EphA2, which was expressed in 7 of 15 BSG and all 12 NBSG cases in the current study, is a tyrosine kinase receptor that plays a role in carcinogenesis [27, 28]. In normal cells, EphA2 localizes to sites of cell-to-cell contact [29, 30], where it may negatively regulate cell growth. EphA2 is frequently overexpressed and often functionally dysregulated in advanced cancers, contributing to their malignant phenotype [31]. We have previously reported that EphA2883–891 can elicit an HLA-A2-restricted CTL response against glioma cell lines [20]. In addition, recent studies from us [20] and others [32] have revealed that a majority of adult malignant gliomas express high levels of EphA2. More recently, EphA2 mRNA overexpression was found to correlate inversely with survival in a panel of 21 adult GBM cases, and ligand-mediated EphA2 receptor activation increased GBM cell proliferation via a mitogen-activated protein kinase-dependent pathway [33]. These findings suggest that targeting of EphA2 by immunotherapy may have efficacy in controlling tumor growth.
In the current study, more than a half (8 of 15) BSGs were negative for EphA2, whereas all 12 NBSG cases were positive. Although this may represent biological differences between these tumor types, it is important to emphasize that the BSG tissues evaluated in the current study were much older than the NBSGs, in some cases from specimens obtained in 1950s and 1960s, or obtained by autopsy. Thus, even though the BSG tissues generally demonstrated strong immunoreactivity for GFAP, it is possible that the antigenicity of these specimens for less robust targets may not have been as well preserved as NBSG tissues.

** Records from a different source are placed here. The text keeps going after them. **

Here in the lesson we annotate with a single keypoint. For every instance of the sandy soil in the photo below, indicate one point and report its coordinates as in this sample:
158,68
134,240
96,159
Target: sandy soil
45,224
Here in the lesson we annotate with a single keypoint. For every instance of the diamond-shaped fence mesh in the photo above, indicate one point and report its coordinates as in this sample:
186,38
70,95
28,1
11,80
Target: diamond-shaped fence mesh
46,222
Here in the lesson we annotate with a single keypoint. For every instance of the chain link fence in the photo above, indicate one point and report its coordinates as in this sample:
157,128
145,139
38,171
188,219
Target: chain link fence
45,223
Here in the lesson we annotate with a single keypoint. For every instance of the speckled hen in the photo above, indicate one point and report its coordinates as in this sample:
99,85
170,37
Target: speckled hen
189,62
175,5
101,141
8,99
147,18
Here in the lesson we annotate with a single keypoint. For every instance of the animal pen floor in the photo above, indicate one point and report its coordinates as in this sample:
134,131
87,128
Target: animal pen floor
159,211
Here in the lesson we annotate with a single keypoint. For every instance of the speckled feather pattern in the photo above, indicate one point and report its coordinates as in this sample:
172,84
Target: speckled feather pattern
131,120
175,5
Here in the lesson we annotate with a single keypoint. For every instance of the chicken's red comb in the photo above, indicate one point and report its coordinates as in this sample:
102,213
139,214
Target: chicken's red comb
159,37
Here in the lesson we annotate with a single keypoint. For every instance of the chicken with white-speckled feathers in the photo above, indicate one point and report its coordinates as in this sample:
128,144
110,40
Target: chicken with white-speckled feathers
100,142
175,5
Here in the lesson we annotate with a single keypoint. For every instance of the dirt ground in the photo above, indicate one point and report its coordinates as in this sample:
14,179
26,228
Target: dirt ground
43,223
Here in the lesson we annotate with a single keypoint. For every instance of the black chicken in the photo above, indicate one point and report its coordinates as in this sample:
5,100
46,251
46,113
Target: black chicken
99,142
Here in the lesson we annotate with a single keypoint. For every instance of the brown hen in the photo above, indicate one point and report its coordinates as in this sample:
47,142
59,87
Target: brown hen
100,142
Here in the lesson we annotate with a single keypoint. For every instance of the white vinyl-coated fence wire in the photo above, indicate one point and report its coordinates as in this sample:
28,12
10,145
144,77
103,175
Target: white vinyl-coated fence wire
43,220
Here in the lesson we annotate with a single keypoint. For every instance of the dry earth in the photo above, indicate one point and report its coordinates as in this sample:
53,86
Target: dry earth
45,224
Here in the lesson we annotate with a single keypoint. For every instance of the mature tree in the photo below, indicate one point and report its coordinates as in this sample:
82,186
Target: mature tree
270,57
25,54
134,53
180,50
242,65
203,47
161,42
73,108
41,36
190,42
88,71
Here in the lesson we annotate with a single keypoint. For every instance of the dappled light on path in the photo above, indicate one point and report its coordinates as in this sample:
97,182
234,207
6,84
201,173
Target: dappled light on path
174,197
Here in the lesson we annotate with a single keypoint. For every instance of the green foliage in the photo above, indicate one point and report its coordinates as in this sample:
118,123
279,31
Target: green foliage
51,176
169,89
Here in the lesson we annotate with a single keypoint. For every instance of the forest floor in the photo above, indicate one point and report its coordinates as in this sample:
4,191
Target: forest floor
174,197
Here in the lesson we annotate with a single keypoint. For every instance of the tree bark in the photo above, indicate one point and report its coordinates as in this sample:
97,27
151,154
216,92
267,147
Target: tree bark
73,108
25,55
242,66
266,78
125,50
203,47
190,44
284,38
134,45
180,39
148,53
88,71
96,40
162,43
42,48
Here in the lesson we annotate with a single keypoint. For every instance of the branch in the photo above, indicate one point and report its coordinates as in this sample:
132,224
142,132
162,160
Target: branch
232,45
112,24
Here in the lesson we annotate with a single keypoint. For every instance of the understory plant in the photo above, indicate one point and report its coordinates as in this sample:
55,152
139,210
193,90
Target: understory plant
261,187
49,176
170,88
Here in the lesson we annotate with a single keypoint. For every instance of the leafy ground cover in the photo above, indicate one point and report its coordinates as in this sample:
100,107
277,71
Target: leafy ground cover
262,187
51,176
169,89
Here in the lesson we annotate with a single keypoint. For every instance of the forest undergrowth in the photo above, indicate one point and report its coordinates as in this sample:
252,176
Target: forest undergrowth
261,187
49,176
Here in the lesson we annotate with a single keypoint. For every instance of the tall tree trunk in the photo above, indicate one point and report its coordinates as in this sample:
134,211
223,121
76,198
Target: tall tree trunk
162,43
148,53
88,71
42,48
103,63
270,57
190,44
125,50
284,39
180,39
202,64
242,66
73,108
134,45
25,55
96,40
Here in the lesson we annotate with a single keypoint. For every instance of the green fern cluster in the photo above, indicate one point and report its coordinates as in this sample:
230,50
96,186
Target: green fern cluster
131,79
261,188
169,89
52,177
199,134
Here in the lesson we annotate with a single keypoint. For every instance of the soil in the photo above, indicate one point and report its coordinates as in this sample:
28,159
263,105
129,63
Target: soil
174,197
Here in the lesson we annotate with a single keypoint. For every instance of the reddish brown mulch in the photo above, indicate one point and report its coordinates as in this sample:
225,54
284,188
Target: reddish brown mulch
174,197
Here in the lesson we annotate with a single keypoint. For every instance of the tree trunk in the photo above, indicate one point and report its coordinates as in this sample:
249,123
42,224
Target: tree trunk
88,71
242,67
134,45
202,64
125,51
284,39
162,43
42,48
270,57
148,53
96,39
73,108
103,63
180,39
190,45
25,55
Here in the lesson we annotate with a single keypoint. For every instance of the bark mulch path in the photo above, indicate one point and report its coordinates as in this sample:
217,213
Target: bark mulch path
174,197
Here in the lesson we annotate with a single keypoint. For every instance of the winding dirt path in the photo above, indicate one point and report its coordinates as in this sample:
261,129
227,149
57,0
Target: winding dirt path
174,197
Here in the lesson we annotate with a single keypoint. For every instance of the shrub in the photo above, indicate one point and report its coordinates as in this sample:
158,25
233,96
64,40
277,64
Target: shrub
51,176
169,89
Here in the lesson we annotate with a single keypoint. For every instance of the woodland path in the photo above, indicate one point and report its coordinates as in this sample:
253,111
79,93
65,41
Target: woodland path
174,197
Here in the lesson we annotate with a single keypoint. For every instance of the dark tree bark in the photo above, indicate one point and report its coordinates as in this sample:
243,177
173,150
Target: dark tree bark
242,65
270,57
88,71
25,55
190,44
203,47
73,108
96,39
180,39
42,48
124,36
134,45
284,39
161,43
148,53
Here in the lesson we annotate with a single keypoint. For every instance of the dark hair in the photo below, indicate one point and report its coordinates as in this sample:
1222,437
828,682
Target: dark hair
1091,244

IL-13Rα2 is a membrane glycoprotein that mediates activation of the TGF-β1 promoter upon stimulation by IL-13 (or IL-4) and tumor necrosis factor (TNF)-α [34]. IL-13Rα2 has attracted significant attention as a target for glioma therapy [35] because this receptor is overexpressed by more than 80% of adult malignant gliomas but is not expressed at detectable levels in normal brain tissues or at high levels in other normal organs except the testis [36]. We recently found that an analogue peptide of natural IL-13Rα2345–353 [19], in which the first and ninth amino-acid residues, tryptophan and isoleucine, were replaced by valine and alanine, respectively, could elicit a greater CTL response against HLA-A2+, IL-13Rα2+ glioma cells compared to the natural peptide (IL-13Rα2345–353:1A9V) [37]. Kawakami et al. have previously observed with a total 58 pediatric brain tumor cases that one hundred percent (11 of 11) high-grade astrocytoma, 79% (26 of 33) low-grade astrocytoma, 67% (4 of 6) medulloblastoma, and 67% (2 of 3) ependymoma samples expressed IL-13Rα2 [38]. Taken together with our current study, in which 10 of 15 BSGs and 7 of 9 NBSGs demonstrated immunoreactivity for IL-13Rα2, it seems promising to target IL-13Rα2 in future vaccine trials for pediatric brain tumor patients.
The apoptosis inhibitor protein Survivin also appeared to be expressed at high levels in a majority of cases evaluated in the current study. Survivin is overexpressed in most human cancers, and inhibition of its function results in increased apoptosis [39]. Induction of cytotoxic immunity against Survivin may, therefore, be an attractive strategy [40]. Survivin has multiple T cell epitopes, including Survivin 96–104 as an HLA-A2-restricted CTL epitope [22, 41]. Moreover, vaccination of a pancreatic cancer patient with a modified Survivin epitope peptide, Survivin96–104:2M in which the second residue threonine was replaced by methionine, induced complete remission of a liver metastasis [42]. Further, vaccinations using dendritic cells loaded with Survivin96 –104 induced positive interferon (IFN)-γ ELISPOT responses in four of five patients with advanced melanoma [21]. A recent immunohistochemical study demonstrated that 100% of adult astrocytoma specimens (n = 29; grades II–IV), but not normal brain tissues, contained Survivin-positive cells [23]. The mean percentage of immunoreactive cells in each specimen was 70.0 in grade II, 81.3 in grade III, and 85.0 in grade IV. Interestingly, high level expression of Survivin was correlated with poor prognosis in patients with grade II or III astrocytomas [23]. Even though we have not been able to demonstrate a correlation between Survivin expression levels and survival of pediatric patients in the current study, these expression data support the inclusion of Survivin in vaccine strategies for pediatric patients with glioma.
In conclusion, this study demonstrates the frequent expression of three therapeutically exploitable GAAs (EphA2, IL-13Rα2 and Survivin) in archival cohorts of BSGs and hemispheric NBSGs of childhood. All but two of 15 BSG cases and all 12 NBSG cases evaluated in the current study expressed at least one of these antigens. In addition, although many cases in the current study demonstrated diffuse expression of GAAs throughout specimens, partial or patchy expression was also noted in a small number of cases, suggesting the need for targeting multiple GAAs in immunotherapy.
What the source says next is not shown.